L’insediamento dei benedettini-cistercensi a Lucedio e Pobietto risale al 1224 e la Carta delle Libertà firmata dal marchese del Monferrato Guglielmo VII “il Grande” nel 1275 attesta l’assegnazione del possesso di una parte dei terreni donati ai monaci ad alcuni cittadini dell’allora borgo franco monferrino e i cui discendenti sono gli attuali proprietari e conservatori del Bosco delle Sorti della Partecipanza di Trino, l’ultimo ‘relitto’ di foresta planiziale che in passato si estendeva in tutta la Pianura Padana… Tante storie fantastiche, ma vere, infatti spiegano la realtà odierna in Monferrato, ovvero l’esistenza di una rigogliosa popolazione vegetale: nelle colline tanti boschi ‘a macchia di leopardo’, tra cui spicca la Riserva Speciale del Sacro Monte di Crea, un’area che nel repertorio di WHS / World Heritage Sites (siti patrimonio dell’umanità) UNESCO è inclusa nella ‘collezione’ di 9 Sacri Monti di Piemonte e Lombardia e anche nella serie di zone di Paesaggi Vitivinicoli del Piemonte / Langhe-Roero-Monferrato, e in pianura molte piantagioni, soprattutto pioppeti, dal cui nome in latino deriva l’appellativo che contrassegna Casale Popolo, una frazione di Casale Monferrato.

 

Lo ‘scrigno’ in cui sono custoditi i materiali informativi che illustrano i ‘tesori della natura’ conservati in Monferrato da guardie forestali e volontari cooperanti alla cura delle AREE PROTETTE DEL PO PIEMONTESE esposto allo stand nella 75esima Mostra Regionale di San Giuseppe, in svolgimento a Casale Monferrato dal 16 al 24 MARZO, dove è stata raccolta questa testimonianza del primo conservatore del Bosco delle Sorti della Partecipanza di Trino, Ivano Ferrarotti, che nell’autunno 2023 aveva partecipato al seminario svolto alla fiera dell verde e dell’agricoltura con la referente del Progetto SPEAK FOR NATURE

E il 2024 è anche un duplice anniversario nel ‘mondo’ della comunicazione mondiale e nazionale: il 150° della nascita di Guglielmo Marconi, che alla 75ª Mostra Regionale di San Giuseppe viene ricordato dai marconisti della sezione cittadina dell’ARI / Associazione Radioamatori Italiani, e il 100° dalla prima trasmissione di programmi radiofonici in Italia, evocato anche dalla presenza di Radio IN FIORE nella fiera.

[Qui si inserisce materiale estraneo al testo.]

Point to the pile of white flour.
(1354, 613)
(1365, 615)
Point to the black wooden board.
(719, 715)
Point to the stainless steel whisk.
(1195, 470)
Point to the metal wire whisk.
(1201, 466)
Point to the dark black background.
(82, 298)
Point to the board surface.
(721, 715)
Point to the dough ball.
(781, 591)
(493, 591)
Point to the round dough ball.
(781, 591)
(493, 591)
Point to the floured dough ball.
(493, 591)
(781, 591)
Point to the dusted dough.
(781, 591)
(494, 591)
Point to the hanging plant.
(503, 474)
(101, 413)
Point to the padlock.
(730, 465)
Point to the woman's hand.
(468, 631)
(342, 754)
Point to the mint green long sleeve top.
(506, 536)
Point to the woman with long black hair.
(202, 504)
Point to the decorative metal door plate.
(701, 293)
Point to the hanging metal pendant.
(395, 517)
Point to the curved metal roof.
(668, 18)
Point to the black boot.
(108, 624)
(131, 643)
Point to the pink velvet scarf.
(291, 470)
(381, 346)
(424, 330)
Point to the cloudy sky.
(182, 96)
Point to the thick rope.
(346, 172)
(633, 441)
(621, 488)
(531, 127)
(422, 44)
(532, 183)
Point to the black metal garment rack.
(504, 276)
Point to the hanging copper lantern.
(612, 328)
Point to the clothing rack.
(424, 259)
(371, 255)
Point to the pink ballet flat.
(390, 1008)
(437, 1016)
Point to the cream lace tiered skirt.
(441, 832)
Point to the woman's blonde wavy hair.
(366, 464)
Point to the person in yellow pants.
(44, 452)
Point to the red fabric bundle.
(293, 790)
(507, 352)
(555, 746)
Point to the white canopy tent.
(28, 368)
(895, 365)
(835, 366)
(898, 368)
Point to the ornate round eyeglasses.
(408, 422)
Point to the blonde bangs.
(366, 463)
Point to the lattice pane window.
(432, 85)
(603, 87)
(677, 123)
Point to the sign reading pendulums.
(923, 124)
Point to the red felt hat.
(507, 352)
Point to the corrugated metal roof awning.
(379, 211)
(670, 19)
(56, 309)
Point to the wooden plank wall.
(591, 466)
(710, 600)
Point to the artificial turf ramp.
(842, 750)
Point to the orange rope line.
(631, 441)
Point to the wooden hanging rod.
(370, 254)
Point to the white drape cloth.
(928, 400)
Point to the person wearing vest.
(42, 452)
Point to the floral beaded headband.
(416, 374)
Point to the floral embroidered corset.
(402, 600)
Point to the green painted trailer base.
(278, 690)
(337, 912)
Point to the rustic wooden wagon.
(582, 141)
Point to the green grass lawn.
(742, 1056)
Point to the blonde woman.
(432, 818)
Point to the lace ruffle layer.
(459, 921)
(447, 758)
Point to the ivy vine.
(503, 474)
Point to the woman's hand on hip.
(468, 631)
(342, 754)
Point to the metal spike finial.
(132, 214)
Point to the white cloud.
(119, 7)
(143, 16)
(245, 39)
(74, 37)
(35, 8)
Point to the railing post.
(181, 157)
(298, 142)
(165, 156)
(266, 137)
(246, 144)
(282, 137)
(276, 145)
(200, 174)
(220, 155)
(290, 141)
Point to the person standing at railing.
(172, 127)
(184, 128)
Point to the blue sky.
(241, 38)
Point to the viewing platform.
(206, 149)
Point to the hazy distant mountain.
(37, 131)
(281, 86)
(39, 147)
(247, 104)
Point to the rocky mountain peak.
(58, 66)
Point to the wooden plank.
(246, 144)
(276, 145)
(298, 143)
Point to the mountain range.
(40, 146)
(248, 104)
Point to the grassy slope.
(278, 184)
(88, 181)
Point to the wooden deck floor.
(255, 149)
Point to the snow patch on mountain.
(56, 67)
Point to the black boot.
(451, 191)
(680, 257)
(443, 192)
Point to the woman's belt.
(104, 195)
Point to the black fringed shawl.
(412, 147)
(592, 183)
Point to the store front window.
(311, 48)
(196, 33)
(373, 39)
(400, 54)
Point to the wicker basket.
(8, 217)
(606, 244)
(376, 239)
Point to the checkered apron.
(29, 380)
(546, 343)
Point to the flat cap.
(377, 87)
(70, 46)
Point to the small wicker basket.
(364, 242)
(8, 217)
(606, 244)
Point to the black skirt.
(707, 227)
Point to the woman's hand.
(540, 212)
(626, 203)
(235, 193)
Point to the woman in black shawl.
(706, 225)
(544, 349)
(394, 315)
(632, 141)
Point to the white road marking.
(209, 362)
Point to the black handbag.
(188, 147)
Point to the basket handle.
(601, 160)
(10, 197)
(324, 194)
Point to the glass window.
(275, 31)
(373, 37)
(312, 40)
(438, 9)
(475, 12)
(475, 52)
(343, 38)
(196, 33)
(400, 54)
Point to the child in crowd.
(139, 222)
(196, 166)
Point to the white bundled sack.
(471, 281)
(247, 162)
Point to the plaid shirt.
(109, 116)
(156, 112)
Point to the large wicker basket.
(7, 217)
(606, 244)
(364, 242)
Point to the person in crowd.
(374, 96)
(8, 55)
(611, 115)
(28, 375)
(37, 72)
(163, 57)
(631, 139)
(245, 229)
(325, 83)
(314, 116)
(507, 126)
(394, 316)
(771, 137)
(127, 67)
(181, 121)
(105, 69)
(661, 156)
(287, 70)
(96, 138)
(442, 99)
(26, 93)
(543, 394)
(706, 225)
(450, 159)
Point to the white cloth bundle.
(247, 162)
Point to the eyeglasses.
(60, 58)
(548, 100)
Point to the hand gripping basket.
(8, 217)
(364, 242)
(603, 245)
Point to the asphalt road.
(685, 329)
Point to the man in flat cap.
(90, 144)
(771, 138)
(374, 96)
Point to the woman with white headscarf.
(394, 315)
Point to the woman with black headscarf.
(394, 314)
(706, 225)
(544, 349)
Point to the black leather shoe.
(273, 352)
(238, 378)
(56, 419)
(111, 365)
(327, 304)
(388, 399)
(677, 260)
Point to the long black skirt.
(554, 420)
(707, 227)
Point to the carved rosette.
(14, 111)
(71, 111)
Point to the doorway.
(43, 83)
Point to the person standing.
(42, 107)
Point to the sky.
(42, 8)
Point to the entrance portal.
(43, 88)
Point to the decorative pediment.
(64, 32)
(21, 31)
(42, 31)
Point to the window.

La puntata di RACCONTAMI UNA STORIA, il programma condotto da trasmesso da Radio IN FIORE nella postazione alla 75ª Mostra Regionale di San Giuseppe, gli speaker Paolo, Lulù e Pietro insieme agli ospiti, Marco e Silvestro del Gruppo Astrofili Casalese ‘Giovanni Celoria’ hanno descritto l’equinozio di primavera, ricordato il detto A San Benedetto la rondine torna sotto il tetto e rammentato che il proverbio Una rondine non fa primavera veniva detto già nel IV secolo a. C., infatti è citato da Aristotele nel suo trattato filosofico Etica Nicomachea, leggendo la prefazione all’antologia di motti, proverbi e luoghi comuni redatta da Claudio Castagnone, autore di “una collana di ricordi”, una serie di libri in cui è documentata la memoria di tradizioni, fatti, parole e locuzioni che compongono il mosaico di eredità culturali dei contadini monferrini. Inoltre, hanno rivolto attenzione alle ricorrenze, curiosamente coincidenti, della Giornata Mondiale della Poesia e della Giornata Internazionale delle Foreste trasmettendo CI VUOLE UN FIORE, la canzone il cui testo – che è una filastrocca di Gianni Rodari – spiega che per fabbricare gli oggetti di uso quotidiano, come un tavolo costruito da un falegname, ovvero un artigiano, serve il legno, quindi il tronco di albero, cioè di una pianta silvestre, germogliata da un fiore e  cresciuta in boschi e foreste salvaguardate dalle guardie forestali o nelle piantagioni curate dagli agricoltori.